Fabuła w DLC Świt Ragnaroku

Zacznijmy od tego, o co właściwie chodzi w najnowszym, dużym dodatku fabularnym do AC Valhalla. W przeciwieństwie do wcześniejszych, jego bohaterem nie jest Eivor, a sam Odyn, czyli podobnie, jak miało to miejsce w związanym z Valką „chain quest” w podstawce. Przechodzimy więc historię w ciele najwyższego boga Asgardu i warto tu zauważyć, że Havi jest tu znacznie mniej irytujący, niż podczas wcześniejszych przygód w jego świecie. Co więcej, można go tu nawet polubić, z całą tą jego pyszałkowatością. Również cel, który przyświeca Odynowi jest szczytny, ponieważ rusza on na ratunek swemu ukochanemu synowi Baldurowi, pojmanemu przez Surtra.

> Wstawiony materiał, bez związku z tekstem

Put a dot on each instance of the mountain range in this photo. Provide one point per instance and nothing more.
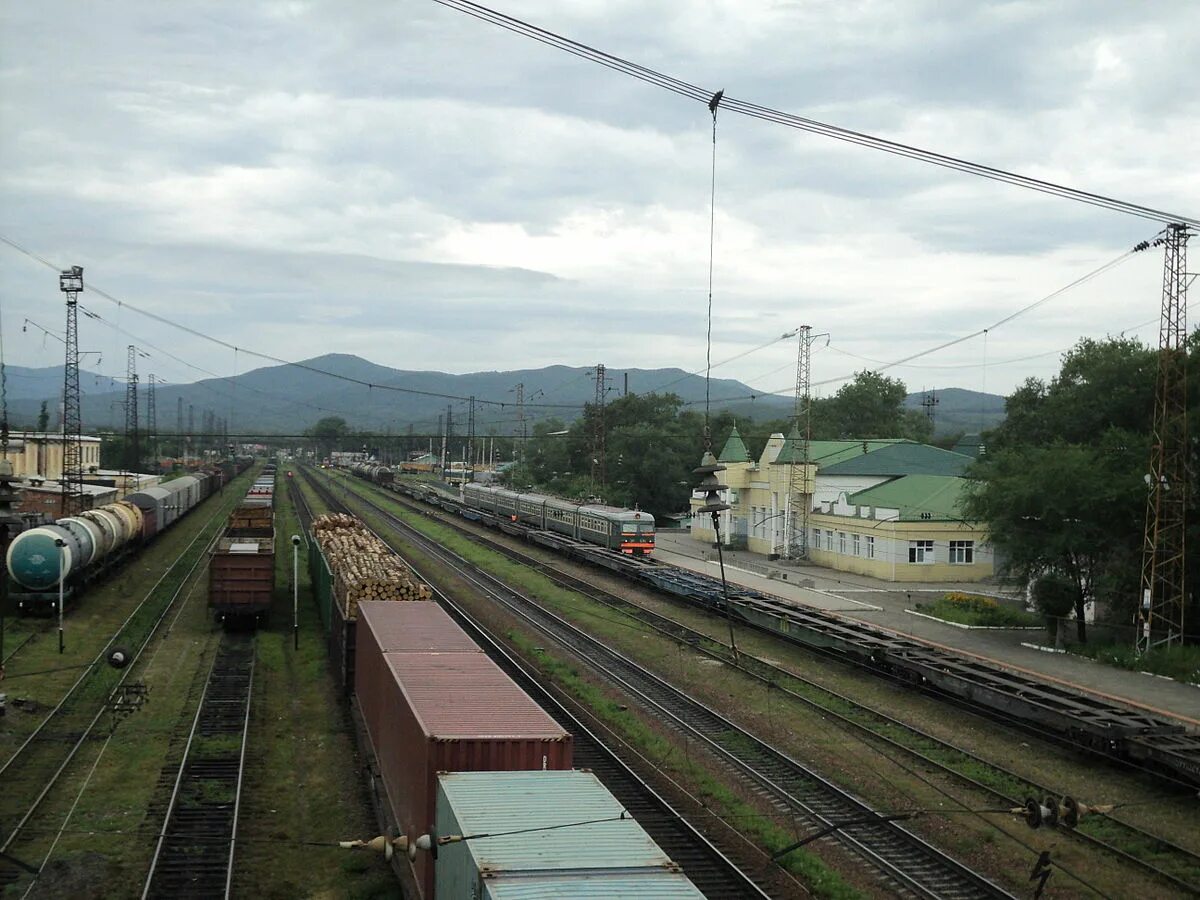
(288, 399)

Surtr to silny i wymagający przeciwnik, a starcia z nim są epickie.
Surtr to silny i wymagający przeciwnik, a starcia z nim są epickie. Ubisoft/AC Valhalla Ragnarok/Gra.pl

Droga jest jednak daleka, bowiem watażka Muspelheimu zabrał Baldura do mitycznego świata krasnoludów – Svartalfheimu. Jest on jednak w trakcie podboju, prowadzonego właśnie przez ognistego olbrzyma Surtra, który według podań ma doprowadzić do zagłady dziewięciu światów – Ragnaroku.

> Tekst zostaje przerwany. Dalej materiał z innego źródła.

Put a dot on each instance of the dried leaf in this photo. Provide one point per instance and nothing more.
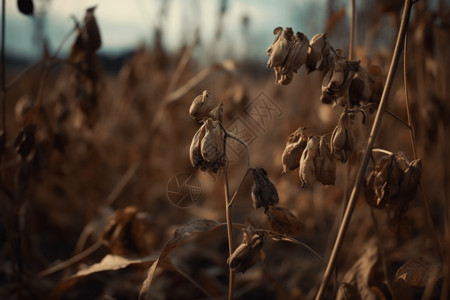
(26, 7)
(264, 193)
(248, 252)
(281, 220)
(180, 234)
(418, 272)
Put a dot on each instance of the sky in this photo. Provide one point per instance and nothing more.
(124, 25)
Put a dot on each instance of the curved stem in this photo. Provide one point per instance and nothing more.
(373, 134)
(229, 220)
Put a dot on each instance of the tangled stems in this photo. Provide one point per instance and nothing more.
(375, 128)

Zawsze pewny siebie Havi już na samym początku przygody przekonuje się jednak, że zdanie odzyskania syna nie będzie proste i sam sobie z tym nie poradzi. W ramach własnej krucjaty bóg pomaga więc krasnoludom, które skrywają się przed najeźdźcami i z ukrycia prowadzą działania partyzanckie.

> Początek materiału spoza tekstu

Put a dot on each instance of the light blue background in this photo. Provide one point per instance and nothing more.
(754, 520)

Muszę przyznać, że osobiście uwielbiam „krasnoludzki humor”, którego w AC Valhalla jest mnóstwo. Poszczególne postacie, czy te bardzo istotne dla fabuły, czy też znane przelotnie, np. uratowane podczas podróży po Svartalfheimie są ciekawe i barwne. Postaram się uniknąć spoilerów i dodam tylko, że sama historia przedstawiona w DLC nie powala. Jest ona bowiem nieco sztampowa i mało zaskakująca. Szczególnie, gdy choć trochę zna się mitologię nordycką. Niemniej wspomniany już humor i narracja sprawiają, że przejście dodatku i poznawanie przygód Odyna jest całkiem przyjemne i warte czasu spędzonego w grze. Warto też dodać, że rozglądając się uważnie również znajdziemy kilka żartobliwych i zaskakujących rzeczy w dodatku. Choć więc fabuła dodatku nie jest jego najmocniejszą stroną, to posiada on jeszcze kila innych zalet.

Wiewiórka z własnym obozem w AC Valhalla Ragnarok? Dlaczego nie.
Wiewiórka z własnym obozem w AC Valhalla Ragnarok? Dlaczego nie. Ubisoft/AC Valhalla Ragnarok/Gra.pl

AC Valhalla Ragnarok – Moce Odyna, Hugr i przeciwnicy

Najnowszy dodatek do AC Valhalla wprowadził też nowy rodzaj przeciwników. O ile w podstawowej wersji gry, jako Odyn spotkaliśmy już zmiennokształtnych Jotunów, to poza polimorfią posiadają oni tu nowe zdolności. Z kolei Muspelowie to już jednak nowość. To ogniste olbrzymy z Muspelheimu, wyłaniające się z lawa i władające zdolnościami związanymi z ogniem.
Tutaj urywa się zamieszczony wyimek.